Governor Newsom downplayed Bed Bath & Beyond’s relevance with a sharp retweet, joking that most Americans thought the brand “no longer existed.” His remarks implied skepticism about whether the retailer could succeed in a competitive retail landscape.
Rather than match Newsom’s sarcasm, Lemonis outlined in a counter retweet what he called four “pillars” of reform: streamlined regulations, balanced labor laws, litigation reform, and competitive taxes. He suggested that fixing these issues could make California more attractive for businesses like his.
Lemonis reminded the public that the brand isn’t dead—it’s thriving online. Since acquiring the intellectual property in 2022, his team has grown bedbathandbeyond.com into a billion-dollar business. The plan now is to relaunch with 300 smaller, community-based stores, with the first wave outside California.
The absence of California locations was no accident. In a press release on Wednesday, Lemonis implied that the state’s regulatory and cost burdens played a decisive role. High real estate costs, complex labor laws, and taxes often make expansion riskier in California compared to other states.
This isn’t the first time California’s business climate has come under fire. Companies like Tesla, Oracle, and Charles Schwab have relocated or expanded outside the state in recent years, citing similar concerns about taxes and regulation. Lemonis’s remarks tapped into that ongoing narrative.
For retailers, especially those emerging from bankruptcy like Bed Bath & Beyond, keeping costs predictable is crucial. California’s large customer base is attractive, but operational expenses can erode margins. Lemonis’ decision reflects a broader industry calculus: growth markets with fewer barriers may come first.

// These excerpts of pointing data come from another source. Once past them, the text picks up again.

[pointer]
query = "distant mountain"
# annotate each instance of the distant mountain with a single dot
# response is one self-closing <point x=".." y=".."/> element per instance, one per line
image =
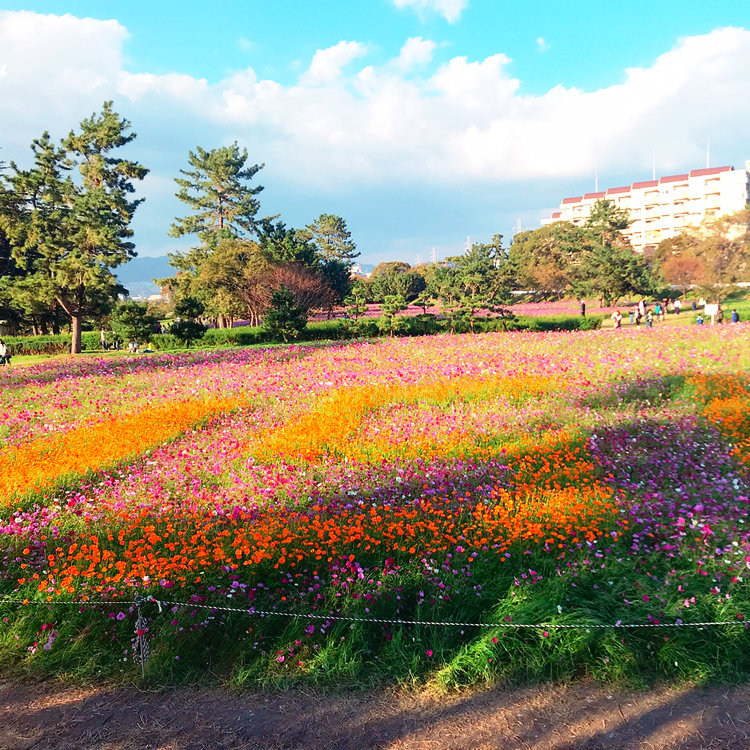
<point x="137" y="275"/>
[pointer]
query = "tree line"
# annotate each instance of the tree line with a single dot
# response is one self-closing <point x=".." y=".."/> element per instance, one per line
<point x="65" y="228"/>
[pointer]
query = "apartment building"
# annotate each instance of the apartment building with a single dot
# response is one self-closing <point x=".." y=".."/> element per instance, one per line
<point x="665" y="207"/>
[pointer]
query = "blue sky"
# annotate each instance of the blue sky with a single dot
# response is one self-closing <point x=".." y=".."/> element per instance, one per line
<point x="418" y="121"/>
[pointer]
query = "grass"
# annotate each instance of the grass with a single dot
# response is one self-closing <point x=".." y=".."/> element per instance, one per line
<point x="592" y="584"/>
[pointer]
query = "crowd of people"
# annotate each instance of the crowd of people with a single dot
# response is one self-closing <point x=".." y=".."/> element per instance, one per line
<point x="642" y="312"/>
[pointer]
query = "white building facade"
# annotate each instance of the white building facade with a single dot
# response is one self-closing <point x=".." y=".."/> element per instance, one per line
<point x="663" y="208"/>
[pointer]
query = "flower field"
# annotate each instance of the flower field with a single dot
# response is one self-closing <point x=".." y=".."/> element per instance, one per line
<point x="288" y="507"/>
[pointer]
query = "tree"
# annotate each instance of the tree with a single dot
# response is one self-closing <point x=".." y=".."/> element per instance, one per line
<point x="610" y="273"/>
<point x="69" y="218"/>
<point x="356" y="302"/>
<point x="332" y="239"/>
<point x="132" y="321"/>
<point x="284" y="319"/>
<point x="387" y="268"/>
<point x="714" y="255"/>
<point x="609" y="268"/>
<point x="682" y="271"/>
<point x="545" y="259"/>
<point x="186" y="328"/>
<point x="216" y="190"/>
<point x="392" y="306"/>
<point x="406" y="284"/>
<point x="479" y="280"/>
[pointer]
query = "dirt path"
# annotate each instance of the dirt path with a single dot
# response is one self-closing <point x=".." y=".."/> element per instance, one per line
<point x="548" y="717"/>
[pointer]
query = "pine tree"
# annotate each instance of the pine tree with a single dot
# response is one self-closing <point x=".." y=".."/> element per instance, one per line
<point x="69" y="223"/>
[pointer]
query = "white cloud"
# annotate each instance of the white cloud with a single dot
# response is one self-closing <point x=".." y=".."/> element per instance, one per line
<point x="464" y="121"/>
<point x="416" y="51"/>
<point x="327" y="64"/>
<point x="450" y="9"/>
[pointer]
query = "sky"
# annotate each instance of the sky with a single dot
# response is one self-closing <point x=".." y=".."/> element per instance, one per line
<point x="420" y="122"/>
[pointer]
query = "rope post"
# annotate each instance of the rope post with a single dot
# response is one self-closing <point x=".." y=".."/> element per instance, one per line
<point x="140" y="644"/>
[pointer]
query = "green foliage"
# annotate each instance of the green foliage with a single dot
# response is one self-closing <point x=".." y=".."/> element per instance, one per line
<point x="546" y="259"/>
<point x="189" y="307"/>
<point x="67" y="219"/>
<point x="187" y="331"/>
<point x="331" y="238"/>
<point x="285" y="318"/>
<point x="480" y="279"/>
<point x="132" y="321"/>
<point x="404" y="284"/>
<point x="215" y="189"/>
<point x="392" y="306"/>
<point x="356" y="302"/>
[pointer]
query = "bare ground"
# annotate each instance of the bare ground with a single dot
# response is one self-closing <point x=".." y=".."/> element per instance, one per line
<point x="583" y="714"/>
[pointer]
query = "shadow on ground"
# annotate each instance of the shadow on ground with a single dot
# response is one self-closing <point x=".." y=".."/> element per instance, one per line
<point x="582" y="715"/>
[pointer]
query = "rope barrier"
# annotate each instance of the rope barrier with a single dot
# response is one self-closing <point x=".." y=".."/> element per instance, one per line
<point x="141" y="649"/>
<point x="251" y="611"/>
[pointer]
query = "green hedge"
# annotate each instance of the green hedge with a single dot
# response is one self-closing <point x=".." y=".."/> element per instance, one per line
<point x="336" y="330"/>
<point x="55" y="344"/>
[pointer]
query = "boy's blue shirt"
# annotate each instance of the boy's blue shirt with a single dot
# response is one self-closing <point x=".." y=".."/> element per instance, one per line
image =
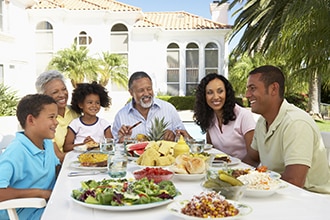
<point x="23" y="165"/>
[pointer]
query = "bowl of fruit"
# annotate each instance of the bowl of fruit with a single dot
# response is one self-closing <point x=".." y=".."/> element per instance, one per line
<point x="228" y="186"/>
<point x="157" y="174"/>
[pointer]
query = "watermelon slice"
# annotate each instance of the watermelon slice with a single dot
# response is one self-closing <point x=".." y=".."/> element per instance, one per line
<point x="137" y="153"/>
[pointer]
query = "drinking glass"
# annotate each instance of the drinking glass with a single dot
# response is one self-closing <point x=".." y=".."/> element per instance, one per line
<point x="107" y="145"/>
<point x="196" y="145"/>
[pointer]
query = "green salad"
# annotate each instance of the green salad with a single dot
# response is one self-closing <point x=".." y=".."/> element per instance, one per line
<point x="121" y="192"/>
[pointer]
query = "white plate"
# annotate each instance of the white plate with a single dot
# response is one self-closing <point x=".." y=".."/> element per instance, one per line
<point x="142" y="166"/>
<point x="189" y="177"/>
<point x="175" y="209"/>
<point x="123" y="208"/>
<point x="77" y="165"/>
<point x="233" y="161"/>
<point x="274" y="175"/>
<point x="81" y="148"/>
<point x="261" y="193"/>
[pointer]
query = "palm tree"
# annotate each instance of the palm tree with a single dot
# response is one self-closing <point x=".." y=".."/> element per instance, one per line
<point x="295" y="30"/>
<point x="75" y="64"/>
<point x="113" y="68"/>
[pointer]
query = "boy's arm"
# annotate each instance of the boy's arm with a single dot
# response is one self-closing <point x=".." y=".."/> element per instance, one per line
<point x="13" y="193"/>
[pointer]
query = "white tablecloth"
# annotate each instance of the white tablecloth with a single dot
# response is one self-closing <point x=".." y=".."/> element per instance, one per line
<point x="288" y="203"/>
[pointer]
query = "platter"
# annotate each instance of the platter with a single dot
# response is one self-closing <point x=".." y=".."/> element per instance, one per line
<point x="81" y="148"/>
<point x="175" y="209"/>
<point x="189" y="177"/>
<point x="233" y="161"/>
<point x="77" y="165"/>
<point x="123" y="208"/>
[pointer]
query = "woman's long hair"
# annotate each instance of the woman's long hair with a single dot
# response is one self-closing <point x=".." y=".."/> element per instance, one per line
<point x="203" y="113"/>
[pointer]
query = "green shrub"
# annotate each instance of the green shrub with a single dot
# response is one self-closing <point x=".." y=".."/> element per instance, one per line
<point x="8" y="101"/>
<point x="188" y="102"/>
<point x="298" y="99"/>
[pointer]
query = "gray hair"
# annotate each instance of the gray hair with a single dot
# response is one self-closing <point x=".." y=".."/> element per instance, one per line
<point x="46" y="77"/>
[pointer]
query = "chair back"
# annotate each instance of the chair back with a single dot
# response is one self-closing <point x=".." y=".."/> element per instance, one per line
<point x="326" y="142"/>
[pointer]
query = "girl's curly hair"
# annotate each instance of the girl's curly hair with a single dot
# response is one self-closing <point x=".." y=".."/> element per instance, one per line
<point x="203" y="113"/>
<point x="83" y="89"/>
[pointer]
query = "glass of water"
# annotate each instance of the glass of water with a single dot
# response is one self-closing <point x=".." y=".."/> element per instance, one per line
<point x="196" y="145"/>
<point x="107" y="145"/>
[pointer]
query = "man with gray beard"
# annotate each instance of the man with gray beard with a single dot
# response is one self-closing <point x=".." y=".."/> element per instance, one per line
<point x="145" y="107"/>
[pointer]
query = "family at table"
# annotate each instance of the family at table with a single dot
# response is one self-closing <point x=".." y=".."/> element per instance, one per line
<point x="285" y="138"/>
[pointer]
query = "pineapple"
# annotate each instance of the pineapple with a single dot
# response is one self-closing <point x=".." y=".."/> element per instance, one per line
<point x="157" y="130"/>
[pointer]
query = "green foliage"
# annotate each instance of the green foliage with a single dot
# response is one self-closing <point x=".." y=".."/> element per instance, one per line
<point x="295" y="32"/>
<point x="298" y="99"/>
<point x="78" y="66"/>
<point x="8" y="101"/>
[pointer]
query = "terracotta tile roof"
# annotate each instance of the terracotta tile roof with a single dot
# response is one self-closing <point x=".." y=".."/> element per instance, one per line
<point x="178" y="21"/>
<point x="167" y="20"/>
<point x="85" y="5"/>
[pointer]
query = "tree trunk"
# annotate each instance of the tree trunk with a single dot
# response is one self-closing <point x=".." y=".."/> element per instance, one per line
<point x="314" y="94"/>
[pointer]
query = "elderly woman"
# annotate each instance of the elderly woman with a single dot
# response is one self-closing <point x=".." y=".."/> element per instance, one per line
<point x="52" y="83"/>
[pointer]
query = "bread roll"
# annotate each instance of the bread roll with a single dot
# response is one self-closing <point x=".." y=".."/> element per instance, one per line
<point x="179" y="169"/>
<point x="195" y="165"/>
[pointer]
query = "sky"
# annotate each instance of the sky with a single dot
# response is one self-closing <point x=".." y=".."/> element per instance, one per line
<point x="197" y="7"/>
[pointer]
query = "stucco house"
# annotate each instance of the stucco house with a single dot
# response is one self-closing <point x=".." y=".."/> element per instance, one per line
<point x="176" y="48"/>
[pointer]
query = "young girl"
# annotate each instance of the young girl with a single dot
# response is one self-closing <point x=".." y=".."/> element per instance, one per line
<point x="87" y="99"/>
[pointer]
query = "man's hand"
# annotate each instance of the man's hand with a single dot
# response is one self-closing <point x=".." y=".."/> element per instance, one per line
<point x="169" y="135"/>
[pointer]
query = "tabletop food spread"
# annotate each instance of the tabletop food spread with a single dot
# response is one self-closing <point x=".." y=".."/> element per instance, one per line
<point x="173" y="187"/>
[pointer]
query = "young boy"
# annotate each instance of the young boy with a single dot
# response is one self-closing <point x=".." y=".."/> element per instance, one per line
<point x="28" y="165"/>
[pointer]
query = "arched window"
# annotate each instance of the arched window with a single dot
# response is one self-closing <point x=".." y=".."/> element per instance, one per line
<point x="192" y="68"/>
<point x="119" y="45"/>
<point x="119" y="39"/>
<point x="211" y="58"/>
<point x="83" y="40"/>
<point x="173" y="69"/>
<point x="44" y="45"/>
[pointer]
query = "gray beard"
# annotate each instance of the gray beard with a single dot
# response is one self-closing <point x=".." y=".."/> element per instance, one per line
<point x="146" y="105"/>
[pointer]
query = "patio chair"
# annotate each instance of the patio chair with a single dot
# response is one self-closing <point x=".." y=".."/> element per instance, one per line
<point x="12" y="204"/>
<point x="326" y="141"/>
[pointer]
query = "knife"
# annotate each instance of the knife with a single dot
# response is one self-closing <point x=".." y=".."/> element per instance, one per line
<point x="74" y="173"/>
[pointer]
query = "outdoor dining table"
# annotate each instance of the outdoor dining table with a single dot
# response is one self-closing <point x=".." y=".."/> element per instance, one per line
<point x="289" y="202"/>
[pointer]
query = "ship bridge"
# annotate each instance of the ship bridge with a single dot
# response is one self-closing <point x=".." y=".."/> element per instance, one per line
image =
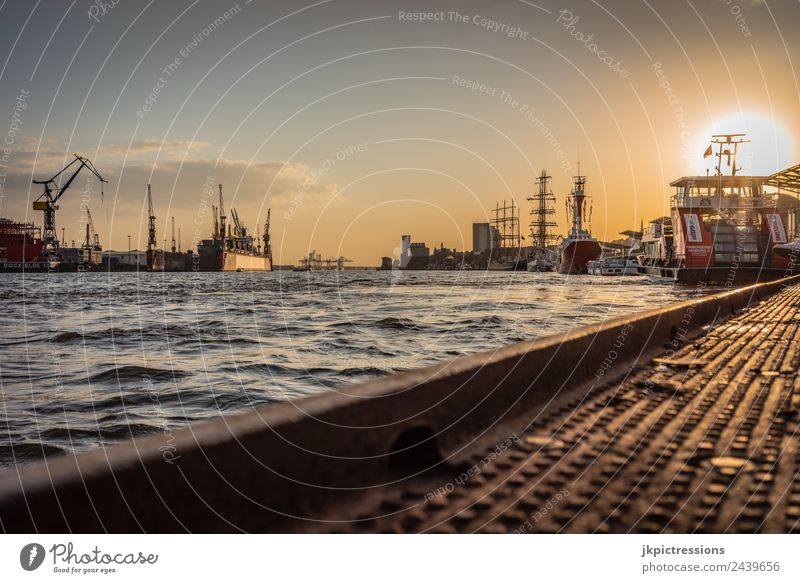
<point x="788" y="179"/>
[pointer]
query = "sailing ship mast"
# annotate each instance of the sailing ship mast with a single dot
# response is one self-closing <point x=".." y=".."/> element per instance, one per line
<point x="543" y="213"/>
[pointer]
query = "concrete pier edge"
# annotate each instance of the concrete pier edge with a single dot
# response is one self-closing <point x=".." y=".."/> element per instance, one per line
<point x="272" y="468"/>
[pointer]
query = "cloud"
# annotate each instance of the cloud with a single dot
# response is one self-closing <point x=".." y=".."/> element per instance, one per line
<point x="184" y="183"/>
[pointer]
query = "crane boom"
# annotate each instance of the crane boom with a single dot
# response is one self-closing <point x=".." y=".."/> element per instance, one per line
<point x="53" y="193"/>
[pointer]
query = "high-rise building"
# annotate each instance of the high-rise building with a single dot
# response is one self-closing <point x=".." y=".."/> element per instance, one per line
<point x="481" y="237"/>
<point x="405" y="250"/>
<point x="484" y="237"/>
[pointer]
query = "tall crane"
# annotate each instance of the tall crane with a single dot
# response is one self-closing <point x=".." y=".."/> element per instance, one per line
<point x="48" y="200"/>
<point x="222" y="217"/>
<point x="152" y="243"/>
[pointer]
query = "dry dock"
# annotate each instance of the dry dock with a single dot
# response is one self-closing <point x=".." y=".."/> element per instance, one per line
<point x="678" y="420"/>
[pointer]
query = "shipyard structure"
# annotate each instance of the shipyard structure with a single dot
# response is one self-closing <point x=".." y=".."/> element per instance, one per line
<point x="232" y="247"/>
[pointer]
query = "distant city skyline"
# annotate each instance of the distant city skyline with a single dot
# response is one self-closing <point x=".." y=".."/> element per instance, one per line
<point x="359" y="122"/>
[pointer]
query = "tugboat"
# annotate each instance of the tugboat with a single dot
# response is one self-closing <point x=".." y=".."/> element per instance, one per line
<point x="578" y="247"/>
<point x="724" y="229"/>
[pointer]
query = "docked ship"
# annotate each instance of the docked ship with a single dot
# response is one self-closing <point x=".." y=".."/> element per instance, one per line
<point x="507" y="253"/>
<point x="161" y="259"/>
<point x="724" y="228"/>
<point x="579" y="247"/>
<point x="542" y="256"/>
<point x="21" y="247"/>
<point x="232" y="247"/>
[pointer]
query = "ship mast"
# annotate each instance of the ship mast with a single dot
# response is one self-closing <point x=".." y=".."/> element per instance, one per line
<point x="542" y="212"/>
<point x="222" y="217"/>
<point x="578" y="204"/>
<point x="727" y="147"/>
<point x="506" y="221"/>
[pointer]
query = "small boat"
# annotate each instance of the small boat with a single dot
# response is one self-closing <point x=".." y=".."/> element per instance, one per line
<point x="542" y="260"/>
<point x="613" y="266"/>
<point x="509" y="265"/>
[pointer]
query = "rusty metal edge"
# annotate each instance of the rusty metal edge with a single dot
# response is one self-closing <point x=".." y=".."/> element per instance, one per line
<point x="325" y="412"/>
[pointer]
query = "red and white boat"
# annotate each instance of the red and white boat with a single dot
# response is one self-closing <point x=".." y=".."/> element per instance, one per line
<point x="578" y="247"/>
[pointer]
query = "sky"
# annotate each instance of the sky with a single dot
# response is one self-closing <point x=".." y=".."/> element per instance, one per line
<point x="358" y="122"/>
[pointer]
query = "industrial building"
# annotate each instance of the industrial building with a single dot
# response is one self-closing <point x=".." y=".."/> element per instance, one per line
<point x="485" y="237"/>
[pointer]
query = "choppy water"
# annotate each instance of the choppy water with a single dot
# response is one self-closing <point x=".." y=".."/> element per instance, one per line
<point x="88" y="359"/>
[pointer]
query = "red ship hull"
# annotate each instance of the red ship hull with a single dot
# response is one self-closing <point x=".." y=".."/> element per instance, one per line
<point x="19" y="242"/>
<point x="577" y="254"/>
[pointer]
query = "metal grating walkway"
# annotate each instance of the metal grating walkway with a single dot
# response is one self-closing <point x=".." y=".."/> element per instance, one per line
<point x="704" y="439"/>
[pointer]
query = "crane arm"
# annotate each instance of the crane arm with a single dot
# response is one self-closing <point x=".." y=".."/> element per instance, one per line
<point x="84" y="163"/>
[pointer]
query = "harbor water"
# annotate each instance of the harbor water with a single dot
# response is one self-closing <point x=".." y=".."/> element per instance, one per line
<point x="89" y="359"/>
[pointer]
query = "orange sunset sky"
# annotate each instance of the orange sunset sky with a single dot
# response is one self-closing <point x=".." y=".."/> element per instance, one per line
<point x="357" y="122"/>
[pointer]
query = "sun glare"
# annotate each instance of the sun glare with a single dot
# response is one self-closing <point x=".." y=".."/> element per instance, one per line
<point x="770" y="149"/>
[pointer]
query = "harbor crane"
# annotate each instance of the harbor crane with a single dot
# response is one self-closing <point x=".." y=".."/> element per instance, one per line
<point x="48" y="200"/>
<point x="152" y="242"/>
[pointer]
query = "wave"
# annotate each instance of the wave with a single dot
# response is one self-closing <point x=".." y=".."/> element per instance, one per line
<point x="394" y="323"/>
<point x="130" y="372"/>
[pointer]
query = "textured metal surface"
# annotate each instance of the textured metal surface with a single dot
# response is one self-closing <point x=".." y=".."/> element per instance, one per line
<point x="578" y="437"/>
<point x="702" y="439"/>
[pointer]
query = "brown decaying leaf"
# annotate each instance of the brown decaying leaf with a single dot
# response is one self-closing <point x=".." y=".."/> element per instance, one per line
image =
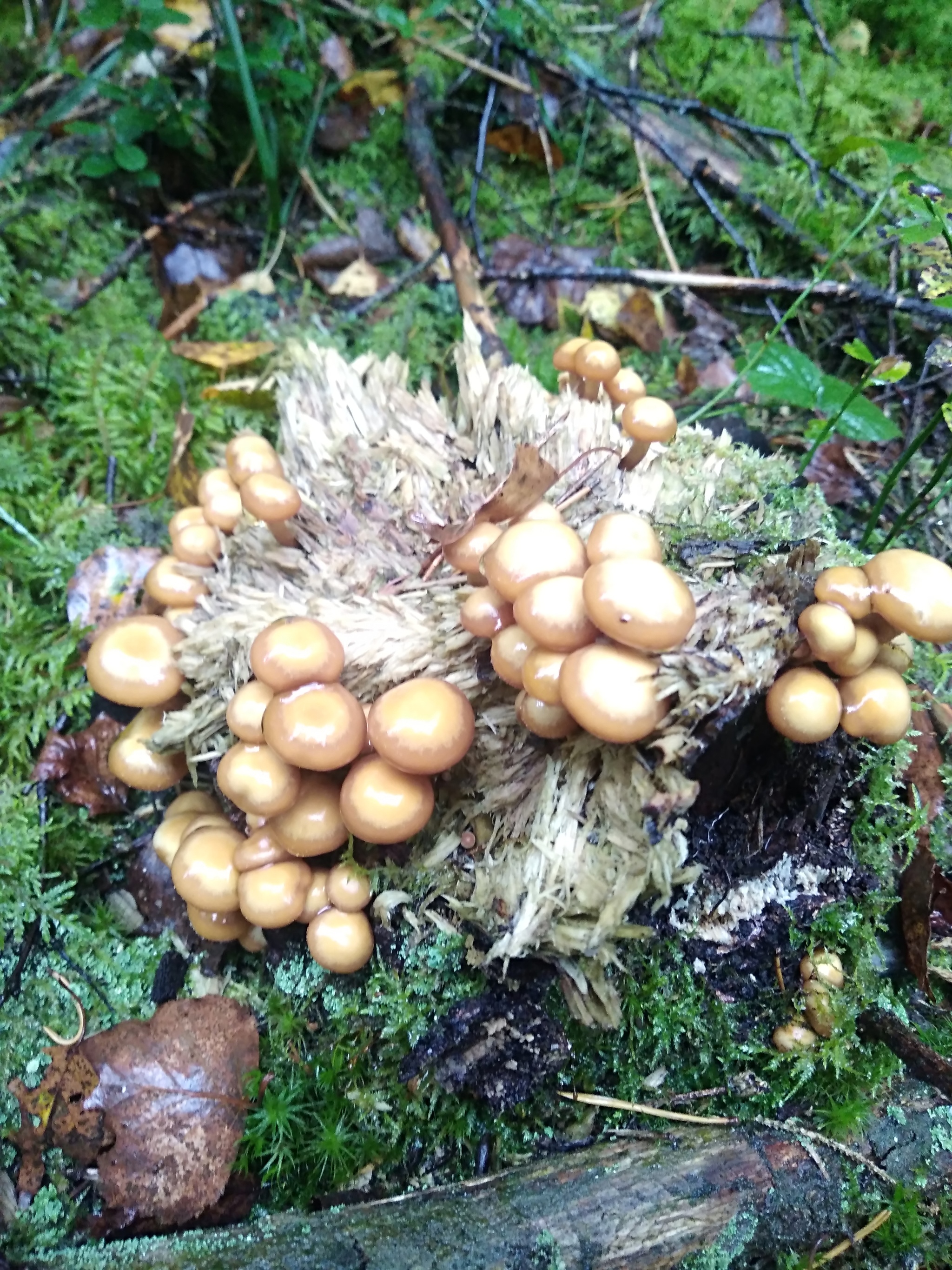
<point x="78" y="766"/>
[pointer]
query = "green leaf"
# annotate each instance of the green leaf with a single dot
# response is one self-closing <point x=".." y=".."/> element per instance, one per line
<point x="786" y="375"/>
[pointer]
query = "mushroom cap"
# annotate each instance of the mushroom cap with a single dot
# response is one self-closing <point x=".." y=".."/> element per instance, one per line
<point x="319" y="727"/>
<point x="131" y="662"/>
<point x="913" y="592"/>
<point x="465" y="554"/>
<point x="218" y="927"/>
<point x="139" y="766"/>
<point x="544" y="719"/>
<point x="804" y="705"/>
<point x="484" y="612"/>
<point x="530" y="552"/>
<point x="383" y="805"/>
<point x="508" y="654"/>
<point x="540" y="675"/>
<point x="597" y="360"/>
<point x="248" y="454"/>
<point x="622" y="534"/>
<point x="169" y="587"/>
<point x="553" y="612"/>
<point x="846" y="586"/>
<point x="342" y="943"/>
<point x="649" y="419"/>
<point x="270" y="497"/>
<point x="247" y="709"/>
<point x="876" y="705"/>
<point x="298" y="651"/>
<point x="639" y="604"/>
<point x="258" y="780"/>
<point x="204" y="869"/>
<point x="275" y="896"/>
<point x="626" y="386"/>
<point x="611" y="692"/>
<point x="422" y="727"/>
<point x="828" y="630"/>
<point x="348" y="888"/>
<point x="313" y="826"/>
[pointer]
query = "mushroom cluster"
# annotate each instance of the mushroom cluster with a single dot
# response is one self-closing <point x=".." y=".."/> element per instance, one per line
<point x="861" y="626"/>
<point x="574" y="625"/>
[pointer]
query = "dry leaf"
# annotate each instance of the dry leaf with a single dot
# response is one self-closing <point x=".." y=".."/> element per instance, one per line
<point x="78" y="766"/>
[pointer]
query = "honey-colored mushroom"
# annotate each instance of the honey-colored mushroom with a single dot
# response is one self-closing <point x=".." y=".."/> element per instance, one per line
<point x="876" y="705"/>
<point x="342" y="943"/>
<point x="299" y="651"/>
<point x="611" y="692"/>
<point x="383" y="805"/>
<point x="131" y="662"/>
<point x="139" y="766"/>
<point x="319" y="727"/>
<point x="913" y="592"/>
<point x="639" y="604"/>
<point x="530" y="552"/>
<point x="247" y="709"/>
<point x="258" y="780"/>
<point x="423" y="725"/>
<point x="313" y="826"/>
<point x="804" y="705"/>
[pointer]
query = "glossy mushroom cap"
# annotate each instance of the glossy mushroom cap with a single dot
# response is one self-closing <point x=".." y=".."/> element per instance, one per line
<point x="639" y="604"/>
<point x="554" y="614"/>
<point x="247" y="709"/>
<point x="341" y="943"/>
<point x="846" y="586"/>
<point x="270" y="498"/>
<point x="299" y="651"/>
<point x="622" y="534"/>
<point x="649" y="419"/>
<point x="204" y="871"/>
<point x="828" y="630"/>
<point x="484" y="612"/>
<point x="141" y="767"/>
<point x="422" y="727"/>
<point x="913" y="592"/>
<point x="611" y="692"/>
<point x="248" y="454"/>
<point x="876" y="705"/>
<point x="131" y="662"/>
<point x="169" y="587"/>
<point x="385" y="805"/>
<point x="313" y="826"/>
<point x="508" y="654"/>
<point x="530" y="552"/>
<point x="544" y="719"/>
<point x="275" y="896"/>
<point x="804" y="705"/>
<point x="258" y="780"/>
<point x="348" y="888"/>
<point x="319" y="727"/>
<point x="465" y="554"/>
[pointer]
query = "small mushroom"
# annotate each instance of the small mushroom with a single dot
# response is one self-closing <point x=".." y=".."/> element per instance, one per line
<point x="298" y="651"/>
<point x="530" y="552"/>
<point x="423" y="725"/>
<point x="611" y="692"/>
<point x="319" y="727"/>
<point x="342" y="943"/>
<point x="131" y="662"/>
<point x="913" y="592"/>
<point x="247" y="709"/>
<point x="876" y="705"/>
<point x="804" y="705"/>
<point x="258" y="780"/>
<point x="381" y="805"/>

The exchange between Newsom and Lemonis highlights a broader clash of priorities. For politicians, economic symbolism matters. For business leaders, the focus is on bottom-line sustainability. The friction between these perspectives often plays out publicly, as it did here.
Lemonis closed his response by calling Newsom “a smart man” and suggesting collaboration instead of conflict. Whether or not that happens, the exchange underscores a key question: can California adapt its policies to keep and attract retailers, or will its regulatory environment continue to drive them elsewhere?
What began as a sarcastic tweet turned into a microcosm of the larger debate about California’s economic model. Newsom’s jab spotlighted skepticism about a retailer’s revival, while Lemonis used the moment to challenge the state’s high-cost climate.
As Bed Bath & Beyond plots its comeback, the exchange leaves a larger question hanging—whether California can remain a retail destination or if businesses will keep looking beyond its borders.